Senators and the Navy nominee, Hung Kao, discussed the need to reduce bureaucratic impediments in procurement and maintenance chains. Chairman Wicker and other members referenced the FORGE Act — an acquisition reform measure discussed at the hearing — designed to strengthen program managers' authorities and limit low‑level blocks to program delivery. Kao told the committee, "We need acquisition reform. The way the military has been working is not working and that's why we are falling short on ship and submarine production," and said he would work to "keep technical warrant holders accountable" to reduce design drift that has hindered commonality on ship classes.
Committee members gave examples to illustrate the problem. The hearing transcript cites a reported decline in design commonality for the Constellation‑class frigate (from a starting target of about 85% commonality to a reported 15%) as a case where engineering changes and change orders increased cost and schedule risk. Senators pressed nominees on how to restore production schedules and improve maintenance so vessels can achieve higher operational availability.

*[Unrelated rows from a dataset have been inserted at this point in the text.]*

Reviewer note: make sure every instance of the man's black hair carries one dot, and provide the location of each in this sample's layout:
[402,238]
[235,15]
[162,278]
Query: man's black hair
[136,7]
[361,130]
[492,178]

Brent G. Ingram, the nominee for Assistant Secretary of the Army for Acquisition, Logistics, and Technology, framed acquisition reform as a mix of authorities and process changes: acquiring the right data rights and intellectual property up front, using multiyear contracting to provide industry a steady demand signal, leveraging open systems architectures, and strengthening the acquisition workforce. Ingram told senators he would "ensure the right data rights in intellectual property are written in the contract upfront" and supports a broad "right to repair" posture to speed depot and field repairs.
Senators emphasized that acquisition reform must go hand in hand with industrial base revival: multiyear procurements, secure domestic supply chains, and better workforce planning to ensure companies will invest in capacity. Several senators warned that failure to address sustainment as well as production will persistently undermine fleet readiness.
No formal committee action on acquisition legislation took place at the hearing. Senators said they expect continued oversight and follow-up questions for nominees to provide more detail on specific reform measures and program timelines.